9. In high school Chinese class, the teacher told the top ten celebrities in China that a mother needed a kidney transplant. His son told a white lie and donated his kidney to his mother. Then I asked my deskmate? What lie did you say he told? The goods a face of calm answer? Mom, I have three kidneys! ? At that time, I smiled and was asked out.

10. At a kindergarten dinner, a baby accidentally knocked over his rice bowl. The teacher asked: How did you lose your rice bowl? I saw a baby next to me buckle his rice bowl and rice on the table with lightning speed, and told the teacher: That's how he fell. ? Teacher:?

1 1. Mother's Day is coming. The Chinese teacher copied the stray songs on the blackboard, hoping that the students could refer to them and write a new poem for their mother. However, given that many children are single-parent families, the teacher said it is ok to write to dad. Xiaohua thought about it and wrote: money is in the hands of a loving father and spent on his son; Give it before you leave, not take it.

12. Do math problems today. There are ten people waiting in line. A can't stand in the middle, at both ends, next to B. Besides C, there is Ding behind them. After heated discussion, everyone agreed to let A go ~

13. Teacher, why are you bald? That's great. Then I'll shave my head, too This is cleverness.

14. "In the biological experiment class, students are observing their saliva cells and recording them after looking at them with a microscope? . While everyone was happily observing and studying, they screamed? Ah ~, so it's from the beauty teaching assistant? . The professor thought something was wrong and ran to see it. After reading her microscope, he told her: remember to brush your teeth and rinse your mouth next time you finish! ! "

15. When I went to a marketing class that day, the professor asked:? What will you do if you get more 50 yuan when you withdraw money from the ATM? Some students answered:? Will be returned. ? Only one student said that he would stay. The professor finally spoke: If I were you, I would try the ATM again?

16. When correcting the composition "My Teacher", the teacher found such a passage: Teacher, you are like a diligent gardener, sending students from one temple to another, and now you are sending students from this temple to us. Conversation? Is it misspelled? Temple? . Teacher's comment: When you sent this away? Temple? I stopped being a gardener and became an abbot.

17. One day the teacher asked: Ali, what would you do if you saw a big black bear in the forest one day? Ali:? I'll shoot! ? Teacher:? What if you happen to have no gun? Ali:? I stabbed it to death! ? Teacher:? What if you happen to have no knife? Ali:? Emma, I don't understand, teacher. Are you on the bear's side or mine? Teacher?

18. Xiaoming is whispering and giggling with his deskmate in class. The teacher is angry:? Xiao Ming, repeat what you just said 100 times. ? Xiaoming:? Teacher's pants zipper is not pulled, teacher's pants zipper is not pulled, teacher's pants zipper is not pulled. . . ?
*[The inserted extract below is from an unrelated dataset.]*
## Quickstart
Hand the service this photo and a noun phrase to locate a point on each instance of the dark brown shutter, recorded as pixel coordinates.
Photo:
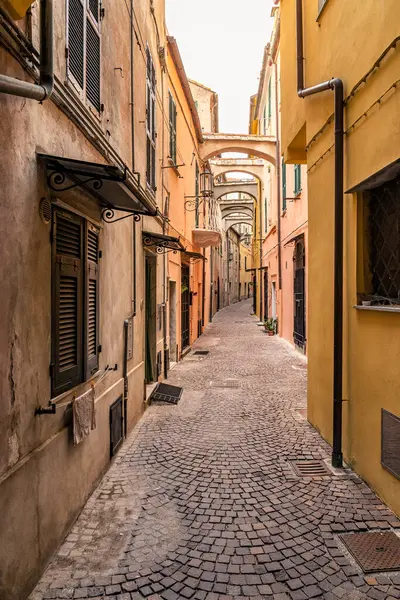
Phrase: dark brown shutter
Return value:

19. Teacher: Xiaoming, there are no cell phones and watches in the cloudy sea, and the sun and the moon can't be seen. How do you distinguish between day and night? Xiaoming: We have no choice but to wait for Chen Bo. Teacher. . .
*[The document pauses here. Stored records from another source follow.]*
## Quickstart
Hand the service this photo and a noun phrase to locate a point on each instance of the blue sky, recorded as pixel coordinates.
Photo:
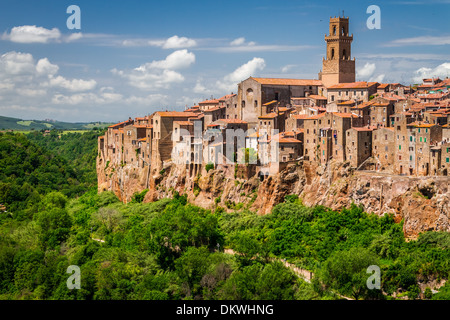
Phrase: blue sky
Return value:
(135, 57)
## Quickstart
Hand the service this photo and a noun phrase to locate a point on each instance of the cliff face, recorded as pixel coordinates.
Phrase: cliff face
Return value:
(423, 202)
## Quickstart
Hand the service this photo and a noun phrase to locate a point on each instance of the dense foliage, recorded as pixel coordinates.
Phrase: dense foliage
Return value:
(171, 249)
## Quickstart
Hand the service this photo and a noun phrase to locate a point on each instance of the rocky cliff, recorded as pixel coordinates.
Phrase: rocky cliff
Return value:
(422, 202)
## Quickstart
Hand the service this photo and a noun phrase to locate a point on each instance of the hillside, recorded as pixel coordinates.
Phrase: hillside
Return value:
(7, 123)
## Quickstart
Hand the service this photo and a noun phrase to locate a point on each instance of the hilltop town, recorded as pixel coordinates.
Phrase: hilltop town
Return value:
(385, 127)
20.? Teacher, my deskmate is playing mobile phone! ? Teacher, he is playing with his mobile phone again! ? Teacher:? Huh? I said, this parent comrade, would you please keep quiet at the parent-teacher meeting?

2 1. One day, the head teacher went to the dormitory of Class 2 to check the hygiene, and he smelled a foot odor as soon as he entered the door. The class teacher asked? Who didn't wash their feet last night? Student:? It's all washed ? Head teacher:? Wash it? Why is it so smelly after washing? How did you wash it? A said:? Soak hot water! ? B said:? Cold water stimulation! ? C embarrassed to say: Me? Dry cleaning. ?

22. The teacher asked: Xiao Ming, what do you mean by novice? Xiao Ming answered: Teacher, the novice just came out of the toilet.

23. Geography teacher: What is the outer layer of the earth? Classmate: Sweet milk tea.

24. After giving a wonderful speech, the biology teacher asked why nature is so prosperous. The following people widely tell that it is not the result of food love.